Fumarate hydratase-deficient renal cell carcinoma (FH-dRCC) is a high-grade renal cell carcinoma characterised by mutations in the FH gene. FH-dRCC is highly aggressive and has a poor prognosis, underscoring the importance of accurate diagnosis. Although the histopathological features of this neoplasm have been reported in previous studies, descriptions of its cytopathological features are limited. Here, we report the cytopathological morphologies of two cases of metastatic FH-dRCC in male patients aged 48 and 35 years. Case 1 presented with a cystic solid mass in the right retroperitoneal lumbar rib triangle region after the excision of a cystic tumour in the right kidney. Cytopathological examination of the fine-needle aspiration sample revealed papillary and tubular tumour cells. Case 2 developed abdominal ascites after bilateral nephrectomy, and cytopathological examination of ascitic fluid-characterised tumour cells with a high nuclear grade arranged in papillary and glandular patterns. In both cases, large tumour cells were observed with abundant eosinophilic cytoplasm, coarse chromatin and irregular nuclear shapes. Some cells exhibited characteristic eosinophilic macronucleoli and perinucleolar halos.

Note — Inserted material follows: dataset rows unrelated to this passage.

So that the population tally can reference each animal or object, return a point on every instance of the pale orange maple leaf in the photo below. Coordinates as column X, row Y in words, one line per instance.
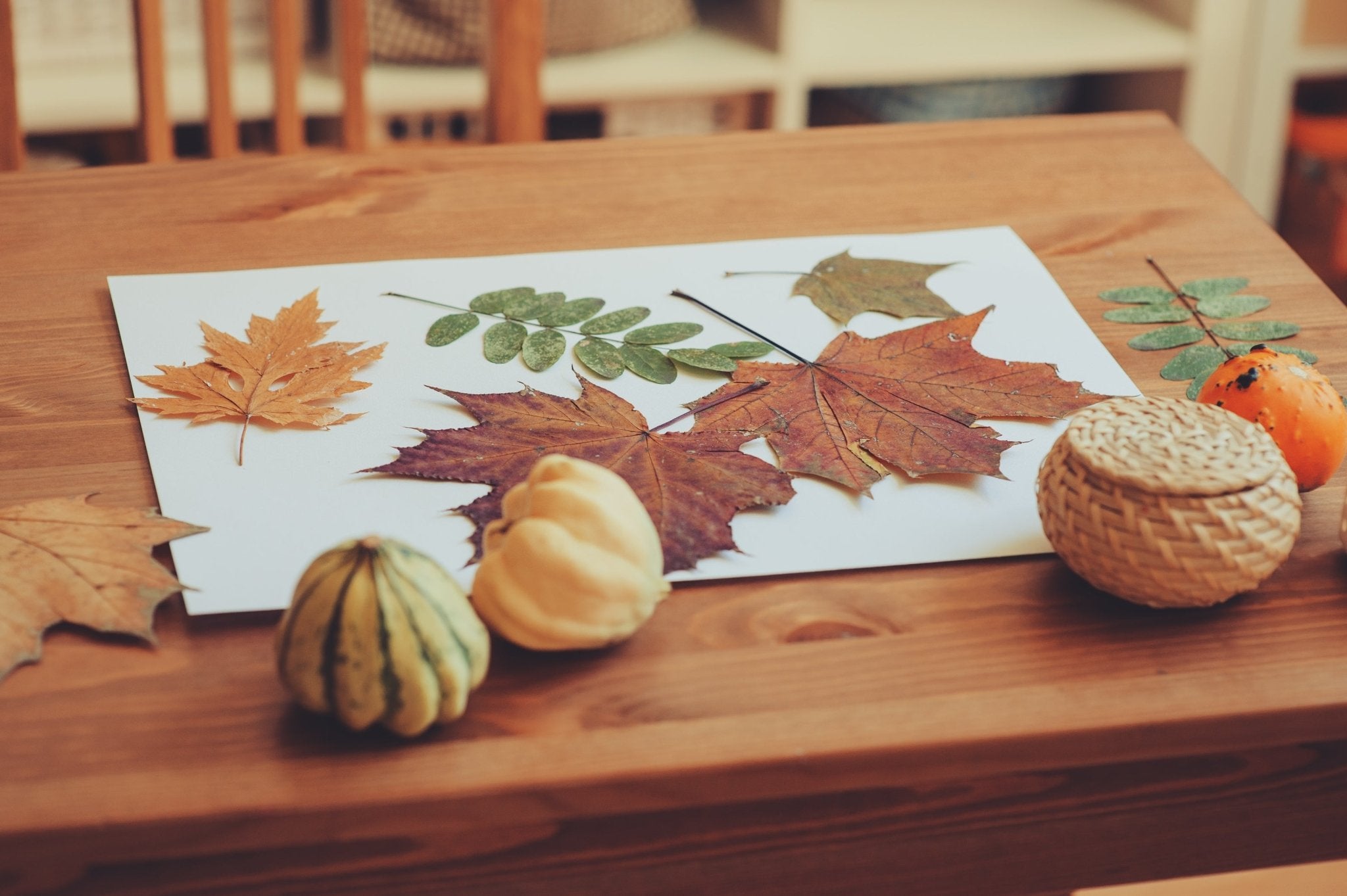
column 279, row 374
column 66, row 560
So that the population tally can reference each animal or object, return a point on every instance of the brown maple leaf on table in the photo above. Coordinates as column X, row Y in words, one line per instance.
column 844, row 285
column 66, row 560
column 279, row 374
column 691, row 484
column 907, row 400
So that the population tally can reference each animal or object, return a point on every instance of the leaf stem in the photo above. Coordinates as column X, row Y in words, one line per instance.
column 744, row 327
column 752, row 387
column 529, row 323
column 1185, row 298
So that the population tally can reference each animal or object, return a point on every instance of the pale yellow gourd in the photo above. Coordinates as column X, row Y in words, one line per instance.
column 573, row 563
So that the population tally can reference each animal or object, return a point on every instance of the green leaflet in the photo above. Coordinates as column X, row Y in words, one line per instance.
column 1148, row 314
column 572, row 312
column 601, row 357
column 451, row 327
column 1231, row 306
column 1256, row 330
column 492, row 303
column 1245, row 348
column 1192, row 361
column 660, row 334
column 741, row 349
column 529, row 307
column 502, row 341
column 1214, row 287
column 649, row 364
column 704, row 358
column 1167, row 338
column 616, row 321
column 1137, row 295
column 542, row 349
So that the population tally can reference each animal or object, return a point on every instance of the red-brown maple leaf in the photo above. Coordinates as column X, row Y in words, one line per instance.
column 691, row 484
column 908, row 400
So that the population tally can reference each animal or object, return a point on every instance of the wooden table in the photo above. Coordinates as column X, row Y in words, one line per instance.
column 967, row 728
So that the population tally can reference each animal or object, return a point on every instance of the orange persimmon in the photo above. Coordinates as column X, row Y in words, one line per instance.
column 1296, row 404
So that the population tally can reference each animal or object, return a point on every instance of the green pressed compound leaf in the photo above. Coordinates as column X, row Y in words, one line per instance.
column 616, row 321
column 492, row 303
column 572, row 312
column 1256, row 330
column 1137, row 295
column 704, row 358
column 501, row 342
column 449, row 329
column 1167, row 338
column 601, row 357
column 542, row 349
column 649, row 364
column 529, row 307
column 1214, row 287
column 1192, row 361
column 1245, row 348
column 1231, row 306
column 1148, row 314
column 741, row 349
column 662, row 334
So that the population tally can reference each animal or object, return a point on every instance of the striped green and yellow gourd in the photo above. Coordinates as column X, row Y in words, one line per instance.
column 379, row 632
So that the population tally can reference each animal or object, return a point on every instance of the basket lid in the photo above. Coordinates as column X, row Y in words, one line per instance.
column 1173, row 446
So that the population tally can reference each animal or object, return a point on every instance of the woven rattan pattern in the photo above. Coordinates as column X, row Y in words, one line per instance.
column 1167, row 550
column 1173, row 447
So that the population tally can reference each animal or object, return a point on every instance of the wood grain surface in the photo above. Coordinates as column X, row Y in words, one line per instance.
column 991, row 727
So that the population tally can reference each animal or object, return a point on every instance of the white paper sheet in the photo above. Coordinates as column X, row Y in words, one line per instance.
column 299, row 492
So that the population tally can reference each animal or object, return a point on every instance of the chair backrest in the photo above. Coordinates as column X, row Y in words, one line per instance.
column 514, row 60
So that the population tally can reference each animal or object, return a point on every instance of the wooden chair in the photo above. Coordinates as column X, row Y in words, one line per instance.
column 514, row 62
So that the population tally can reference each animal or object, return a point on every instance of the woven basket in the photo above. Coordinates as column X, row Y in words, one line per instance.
column 454, row 32
column 1168, row 502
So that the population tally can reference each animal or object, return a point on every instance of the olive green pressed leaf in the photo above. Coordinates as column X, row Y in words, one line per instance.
column 845, row 285
column 1192, row 361
column 1139, row 295
column 492, row 303
column 1167, row 338
column 570, row 312
column 649, row 364
column 1256, row 330
column 616, row 321
column 1231, row 306
column 451, row 327
column 704, row 358
column 1148, row 314
column 502, row 341
column 542, row 349
column 601, row 357
column 529, row 307
column 1245, row 348
column 1214, row 287
column 741, row 349
column 662, row 334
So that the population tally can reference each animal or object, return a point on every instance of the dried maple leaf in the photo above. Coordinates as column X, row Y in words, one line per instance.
column 64, row 559
column 691, row 484
column 282, row 374
column 843, row 287
column 908, row 398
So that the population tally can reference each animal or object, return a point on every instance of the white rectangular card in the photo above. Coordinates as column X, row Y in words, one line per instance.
column 301, row 493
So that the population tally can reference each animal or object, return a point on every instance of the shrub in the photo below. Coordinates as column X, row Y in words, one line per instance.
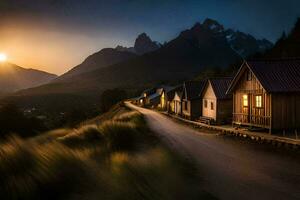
column 50, row 171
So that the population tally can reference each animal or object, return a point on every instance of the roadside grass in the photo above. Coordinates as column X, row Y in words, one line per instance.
column 116, row 159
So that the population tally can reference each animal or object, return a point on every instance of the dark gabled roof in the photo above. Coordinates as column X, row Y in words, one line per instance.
column 276, row 76
column 193, row 89
column 220, row 86
column 149, row 91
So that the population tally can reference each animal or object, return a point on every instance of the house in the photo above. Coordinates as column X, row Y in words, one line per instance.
column 266, row 94
column 164, row 98
column 191, row 99
column 167, row 98
column 151, row 97
column 216, row 104
column 178, row 102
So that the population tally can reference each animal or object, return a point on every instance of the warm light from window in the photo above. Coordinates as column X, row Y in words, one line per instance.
column 245, row 100
column 3, row 57
column 258, row 101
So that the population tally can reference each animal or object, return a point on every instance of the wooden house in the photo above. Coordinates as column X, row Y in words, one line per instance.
column 266, row 94
column 191, row 99
column 164, row 97
column 178, row 102
column 147, row 97
column 216, row 104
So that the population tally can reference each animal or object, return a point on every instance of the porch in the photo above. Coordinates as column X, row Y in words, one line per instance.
column 252, row 120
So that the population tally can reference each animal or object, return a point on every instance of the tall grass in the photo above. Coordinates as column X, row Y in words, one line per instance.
column 117, row 159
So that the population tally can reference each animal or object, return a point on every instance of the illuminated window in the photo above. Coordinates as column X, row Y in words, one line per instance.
column 245, row 100
column 249, row 76
column 258, row 101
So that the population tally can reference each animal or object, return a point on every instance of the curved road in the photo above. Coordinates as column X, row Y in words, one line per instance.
column 232, row 169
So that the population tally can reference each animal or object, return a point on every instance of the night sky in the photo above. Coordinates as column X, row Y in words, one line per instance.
column 55, row 35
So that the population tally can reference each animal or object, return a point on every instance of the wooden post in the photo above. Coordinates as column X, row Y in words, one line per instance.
column 270, row 107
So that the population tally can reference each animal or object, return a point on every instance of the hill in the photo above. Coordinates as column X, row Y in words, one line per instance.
column 13, row 77
column 205, row 45
column 101, row 59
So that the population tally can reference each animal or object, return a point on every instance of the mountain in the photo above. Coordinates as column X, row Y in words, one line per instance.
column 243, row 44
column 287, row 46
column 101, row 59
column 13, row 77
column 143, row 44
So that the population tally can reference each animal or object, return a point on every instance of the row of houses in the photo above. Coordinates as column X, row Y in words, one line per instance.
column 263, row 94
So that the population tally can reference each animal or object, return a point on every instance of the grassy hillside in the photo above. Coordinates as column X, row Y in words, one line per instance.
column 114, row 157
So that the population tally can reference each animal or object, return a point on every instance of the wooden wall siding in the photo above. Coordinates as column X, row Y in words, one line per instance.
column 163, row 101
column 224, row 111
column 194, row 109
column 251, row 115
column 286, row 111
column 186, row 108
column 177, row 108
column 210, row 97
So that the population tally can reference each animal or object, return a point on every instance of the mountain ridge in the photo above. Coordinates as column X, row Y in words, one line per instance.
column 14, row 77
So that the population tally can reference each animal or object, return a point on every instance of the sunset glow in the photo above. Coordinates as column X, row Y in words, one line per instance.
column 3, row 57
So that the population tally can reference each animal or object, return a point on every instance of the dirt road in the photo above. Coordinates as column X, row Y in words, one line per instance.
column 232, row 169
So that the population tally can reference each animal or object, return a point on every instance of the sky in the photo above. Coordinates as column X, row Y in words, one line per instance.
column 56, row 35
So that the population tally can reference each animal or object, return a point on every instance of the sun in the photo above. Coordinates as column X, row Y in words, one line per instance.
column 3, row 57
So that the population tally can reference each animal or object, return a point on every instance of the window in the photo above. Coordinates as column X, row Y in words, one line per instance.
column 249, row 76
column 258, row 101
column 245, row 100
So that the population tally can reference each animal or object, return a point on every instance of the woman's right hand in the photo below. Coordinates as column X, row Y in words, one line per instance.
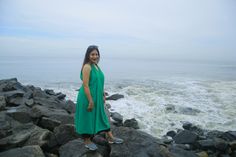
column 90, row 106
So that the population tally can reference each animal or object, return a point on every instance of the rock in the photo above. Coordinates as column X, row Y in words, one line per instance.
column 187, row 125
column 115, row 97
column 136, row 143
column 117, row 117
column 202, row 154
column 221, row 145
column 49, row 92
column 131, row 123
column 214, row 134
column 188, row 111
column 58, row 114
column 2, row 103
column 229, row 135
column 179, row 152
column 26, row 134
column 206, row 144
column 49, row 102
column 60, row 96
column 10, row 85
column 29, row 102
column 6, row 124
column 171, row 133
column 108, row 106
column 49, row 123
column 185, row 137
column 65, row 133
column 69, row 106
column 20, row 113
column 76, row 148
column 233, row 145
column 27, row 151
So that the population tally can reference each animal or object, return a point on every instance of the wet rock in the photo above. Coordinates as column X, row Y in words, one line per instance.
column 29, row 102
column 117, row 117
column 49, row 123
column 187, row 125
column 185, row 137
column 136, row 143
column 60, row 96
column 26, row 151
column 65, row 133
column 202, row 154
column 206, row 144
column 50, row 92
column 229, row 135
column 179, row 152
column 76, row 148
column 20, row 113
column 115, row 97
column 133, row 123
column 69, row 106
column 2, row 103
column 171, row 133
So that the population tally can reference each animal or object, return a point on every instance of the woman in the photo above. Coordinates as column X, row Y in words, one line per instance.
column 90, row 116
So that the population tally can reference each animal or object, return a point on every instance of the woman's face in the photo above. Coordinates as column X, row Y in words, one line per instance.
column 94, row 56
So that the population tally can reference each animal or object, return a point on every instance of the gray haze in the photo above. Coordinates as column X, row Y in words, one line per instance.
column 175, row 30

Tumour cell clusters with a high nuclear grade, papillary structures, prominent eosinophilic macronucleoli and perinucleolar halos are the major cytopathological traits of FH-dRCC. CK7-negative/CA9-negative and PAX8-positive immunophenotypes may serve as important diagnostic markers. Moreover, the AKR1B10-positive/2SC-positive/FH-deficient immunophenotype contributes to the diagnosis of this tumour. Consequently, if the tumour cells have these characteristics, the diagnosis of FH-dRCC should be considered in cytology.